What James had is the vision to see the great fit between the two companies. While independently we were both doing very well, we both have a lot of growing to do yet. And amazingly, the direction Membase needed to grow, we were already doing very well. And in the direction we needed to grow, Membase was already doing very well. Not only were the parts of the stack we were focusing on different and complementary; the way we built out our teams was different and complementary, as well. I’m not sure we could have planned it any better, and we didn’t plan it at all!
And so I’m thrilled to announce Couchbase, a merging of both our companies and our technology!
Technologically, we’ll be joining the products together to create a high volume, low latency, elastic clustered Couchbase server system. A Couch that’s Simple, Fast, Elastic with all the reliability and power of CouchDB. We’ll also continue to support the Membase API, for both backwards compatibility and it’s performance advantages over HTTP. We will be the only solution out there that can scale to Zynga sized workloads and also scale down to phones and tablets and everything in between, supporting millions of users and keeping everything in sync.
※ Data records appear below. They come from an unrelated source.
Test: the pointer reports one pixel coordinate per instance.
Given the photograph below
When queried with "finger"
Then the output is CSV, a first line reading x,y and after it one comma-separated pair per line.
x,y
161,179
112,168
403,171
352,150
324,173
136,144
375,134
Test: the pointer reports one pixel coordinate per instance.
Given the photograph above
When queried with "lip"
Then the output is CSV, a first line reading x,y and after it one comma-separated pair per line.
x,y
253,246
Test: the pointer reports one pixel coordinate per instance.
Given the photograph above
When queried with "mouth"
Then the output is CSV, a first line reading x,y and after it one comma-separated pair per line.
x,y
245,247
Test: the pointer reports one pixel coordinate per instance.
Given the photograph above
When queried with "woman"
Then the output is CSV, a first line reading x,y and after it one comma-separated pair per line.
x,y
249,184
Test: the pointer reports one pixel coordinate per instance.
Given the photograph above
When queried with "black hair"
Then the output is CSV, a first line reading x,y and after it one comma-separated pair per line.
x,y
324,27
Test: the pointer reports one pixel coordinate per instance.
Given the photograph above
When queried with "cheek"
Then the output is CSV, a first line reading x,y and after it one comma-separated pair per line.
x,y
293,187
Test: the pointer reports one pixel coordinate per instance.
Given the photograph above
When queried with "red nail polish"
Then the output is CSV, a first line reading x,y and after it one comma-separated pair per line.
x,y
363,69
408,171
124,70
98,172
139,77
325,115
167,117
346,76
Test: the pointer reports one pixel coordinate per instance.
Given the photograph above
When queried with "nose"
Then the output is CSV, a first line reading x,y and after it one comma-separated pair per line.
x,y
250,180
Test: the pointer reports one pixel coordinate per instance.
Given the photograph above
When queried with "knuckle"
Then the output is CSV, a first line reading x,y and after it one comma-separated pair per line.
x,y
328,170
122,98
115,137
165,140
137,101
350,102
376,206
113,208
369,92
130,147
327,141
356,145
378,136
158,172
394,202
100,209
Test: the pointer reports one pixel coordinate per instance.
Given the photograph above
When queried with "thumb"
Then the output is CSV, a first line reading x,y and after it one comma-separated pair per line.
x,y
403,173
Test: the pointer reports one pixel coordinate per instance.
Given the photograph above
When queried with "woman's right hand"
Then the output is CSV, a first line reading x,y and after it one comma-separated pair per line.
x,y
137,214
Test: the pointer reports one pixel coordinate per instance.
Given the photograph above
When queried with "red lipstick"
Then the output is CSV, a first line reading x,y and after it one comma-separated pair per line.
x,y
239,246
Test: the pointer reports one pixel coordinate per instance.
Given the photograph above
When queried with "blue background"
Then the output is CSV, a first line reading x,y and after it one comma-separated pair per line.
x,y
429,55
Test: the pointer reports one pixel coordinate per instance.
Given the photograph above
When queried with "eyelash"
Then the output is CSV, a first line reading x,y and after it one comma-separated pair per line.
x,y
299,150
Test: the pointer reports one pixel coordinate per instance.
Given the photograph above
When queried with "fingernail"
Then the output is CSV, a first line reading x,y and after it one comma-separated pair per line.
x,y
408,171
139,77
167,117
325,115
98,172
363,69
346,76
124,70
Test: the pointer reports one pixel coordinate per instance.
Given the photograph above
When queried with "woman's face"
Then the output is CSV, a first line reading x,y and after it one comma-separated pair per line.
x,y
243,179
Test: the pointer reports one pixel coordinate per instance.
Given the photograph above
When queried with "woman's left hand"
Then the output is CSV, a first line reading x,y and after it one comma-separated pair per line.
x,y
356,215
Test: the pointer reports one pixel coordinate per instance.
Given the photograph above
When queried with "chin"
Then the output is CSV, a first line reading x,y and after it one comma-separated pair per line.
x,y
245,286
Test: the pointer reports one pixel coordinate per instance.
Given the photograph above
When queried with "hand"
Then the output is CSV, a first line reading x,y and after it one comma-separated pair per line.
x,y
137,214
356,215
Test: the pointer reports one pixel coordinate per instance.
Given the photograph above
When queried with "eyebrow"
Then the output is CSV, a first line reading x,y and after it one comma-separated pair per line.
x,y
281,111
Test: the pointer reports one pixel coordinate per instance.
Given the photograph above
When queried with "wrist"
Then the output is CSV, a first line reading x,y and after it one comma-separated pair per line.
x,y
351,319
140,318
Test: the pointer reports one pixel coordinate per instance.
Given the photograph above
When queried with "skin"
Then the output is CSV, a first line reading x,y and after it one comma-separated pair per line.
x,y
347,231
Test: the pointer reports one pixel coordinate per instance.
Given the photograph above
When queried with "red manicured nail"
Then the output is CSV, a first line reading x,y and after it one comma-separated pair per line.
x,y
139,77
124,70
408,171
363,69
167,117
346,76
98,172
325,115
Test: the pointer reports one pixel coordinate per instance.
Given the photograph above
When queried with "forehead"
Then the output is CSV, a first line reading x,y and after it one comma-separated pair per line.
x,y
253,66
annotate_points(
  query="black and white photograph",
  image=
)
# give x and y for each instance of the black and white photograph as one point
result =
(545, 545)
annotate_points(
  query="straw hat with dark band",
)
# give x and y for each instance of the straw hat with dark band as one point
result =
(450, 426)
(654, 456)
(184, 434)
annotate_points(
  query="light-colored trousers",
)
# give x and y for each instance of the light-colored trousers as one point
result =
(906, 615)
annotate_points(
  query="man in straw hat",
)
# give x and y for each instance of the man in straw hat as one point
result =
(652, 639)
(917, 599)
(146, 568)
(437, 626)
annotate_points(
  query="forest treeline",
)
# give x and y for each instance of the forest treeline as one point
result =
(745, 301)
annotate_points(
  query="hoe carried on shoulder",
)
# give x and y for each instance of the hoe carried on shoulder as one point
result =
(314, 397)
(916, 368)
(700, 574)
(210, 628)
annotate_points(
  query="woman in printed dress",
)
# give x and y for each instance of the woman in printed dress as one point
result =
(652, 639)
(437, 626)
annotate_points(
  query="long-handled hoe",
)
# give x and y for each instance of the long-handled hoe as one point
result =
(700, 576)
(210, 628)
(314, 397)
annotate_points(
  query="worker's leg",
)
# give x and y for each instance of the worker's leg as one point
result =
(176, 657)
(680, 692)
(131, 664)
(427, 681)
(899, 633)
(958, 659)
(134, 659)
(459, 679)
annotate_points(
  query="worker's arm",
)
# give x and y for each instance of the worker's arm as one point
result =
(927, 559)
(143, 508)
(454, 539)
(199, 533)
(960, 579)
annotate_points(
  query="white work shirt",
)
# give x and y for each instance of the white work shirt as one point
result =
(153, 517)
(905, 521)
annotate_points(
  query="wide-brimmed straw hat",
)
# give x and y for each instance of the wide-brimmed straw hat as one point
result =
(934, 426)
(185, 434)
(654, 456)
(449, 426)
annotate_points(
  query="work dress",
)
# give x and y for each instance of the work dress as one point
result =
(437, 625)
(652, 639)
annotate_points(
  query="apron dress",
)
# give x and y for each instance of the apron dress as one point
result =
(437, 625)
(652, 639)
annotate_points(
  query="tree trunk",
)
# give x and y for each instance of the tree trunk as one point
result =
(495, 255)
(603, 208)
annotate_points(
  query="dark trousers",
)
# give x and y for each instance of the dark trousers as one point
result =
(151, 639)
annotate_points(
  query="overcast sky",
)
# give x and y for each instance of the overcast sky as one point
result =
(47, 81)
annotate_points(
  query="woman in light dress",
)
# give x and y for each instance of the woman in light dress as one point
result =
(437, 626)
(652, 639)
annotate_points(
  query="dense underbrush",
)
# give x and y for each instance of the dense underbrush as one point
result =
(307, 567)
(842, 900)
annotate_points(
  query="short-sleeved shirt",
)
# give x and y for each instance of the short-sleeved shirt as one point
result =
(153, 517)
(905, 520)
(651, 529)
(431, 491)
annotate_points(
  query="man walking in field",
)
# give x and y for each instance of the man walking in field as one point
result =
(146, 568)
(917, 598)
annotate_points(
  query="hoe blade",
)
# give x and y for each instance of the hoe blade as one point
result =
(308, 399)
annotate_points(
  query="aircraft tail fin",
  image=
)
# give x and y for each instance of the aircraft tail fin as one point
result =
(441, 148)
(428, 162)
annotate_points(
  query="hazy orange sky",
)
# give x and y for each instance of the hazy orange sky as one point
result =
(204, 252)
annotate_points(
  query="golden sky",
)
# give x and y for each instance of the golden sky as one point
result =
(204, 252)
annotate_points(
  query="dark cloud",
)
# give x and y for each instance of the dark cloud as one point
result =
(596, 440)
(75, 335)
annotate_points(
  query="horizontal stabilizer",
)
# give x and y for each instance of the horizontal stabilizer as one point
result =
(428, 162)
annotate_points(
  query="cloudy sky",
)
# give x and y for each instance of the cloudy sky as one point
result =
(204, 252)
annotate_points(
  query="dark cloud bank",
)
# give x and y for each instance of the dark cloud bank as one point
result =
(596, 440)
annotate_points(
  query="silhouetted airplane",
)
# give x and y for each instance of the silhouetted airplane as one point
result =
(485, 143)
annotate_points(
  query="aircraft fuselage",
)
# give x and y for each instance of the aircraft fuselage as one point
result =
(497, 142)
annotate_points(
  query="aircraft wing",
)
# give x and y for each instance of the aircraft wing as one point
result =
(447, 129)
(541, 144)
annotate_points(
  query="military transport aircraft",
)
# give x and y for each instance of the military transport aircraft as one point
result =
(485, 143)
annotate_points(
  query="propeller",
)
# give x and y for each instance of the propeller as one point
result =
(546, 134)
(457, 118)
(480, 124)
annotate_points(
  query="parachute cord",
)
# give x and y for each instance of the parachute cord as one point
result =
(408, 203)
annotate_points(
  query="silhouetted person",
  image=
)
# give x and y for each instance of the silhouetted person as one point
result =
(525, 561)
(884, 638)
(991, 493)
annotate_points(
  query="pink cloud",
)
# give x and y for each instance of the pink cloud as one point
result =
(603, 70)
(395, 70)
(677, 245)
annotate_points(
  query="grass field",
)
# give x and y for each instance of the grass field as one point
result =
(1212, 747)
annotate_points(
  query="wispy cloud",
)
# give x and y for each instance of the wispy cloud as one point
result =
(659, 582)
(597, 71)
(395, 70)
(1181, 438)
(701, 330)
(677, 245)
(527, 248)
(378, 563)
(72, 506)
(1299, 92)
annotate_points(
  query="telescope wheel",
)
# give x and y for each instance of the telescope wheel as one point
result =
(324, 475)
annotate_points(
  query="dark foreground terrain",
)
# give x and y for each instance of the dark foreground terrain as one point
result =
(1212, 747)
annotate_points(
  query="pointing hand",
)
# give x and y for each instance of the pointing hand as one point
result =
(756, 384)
For existing CouchDB users, we will fully support CouchDB’s HTTP API with all its associated benefits: seamless integration with other HTTP based infrastructure, a universally supported, human-readable protocol and direct-browser access just to name a few.
Together as Couchbase, we’ll have the fastest, most scalable (both scale up and scale down) NoSQL solution. We will become the standard storage for mobile devices, and the standard server technology for syncing them all together. Our unified solution will dramatically simplify your technology stack and maintenance for building fast responsive apps that scale to millions of users, and also scale down to phones so people can work and play even when not connected to the network.
My role at Couchbase will be CTO, overseeing the technical direction of the company. Dustin Sallings will be the chief architect. Bob Weiderhold will be CEO and co-founder James Phillips will continue to be product-oriented maniac :) CouchOne co-founders Chris Anderson and Jan Lehnardt will take roles to lead our mobile efforts and to work with our developers and community.
What’s in it for you?
It’s all upside! In the short-term we’ll be able to provide a much better developer and support experience for both for CouchOne and Membase technologies, and move the development speed ahead much faster. The long term benefits are that CouchDB users will acquire the high performance, high scale easy-fast-elastic capabilities of Membase, while Membase users will acquire CouchDB’s indexing features (map/reduce views, lucene, R-Tree GeoCouch), replication, reliability, and an easy path to mobile.
This is hot stuff! 2011 is the year of Couchbase!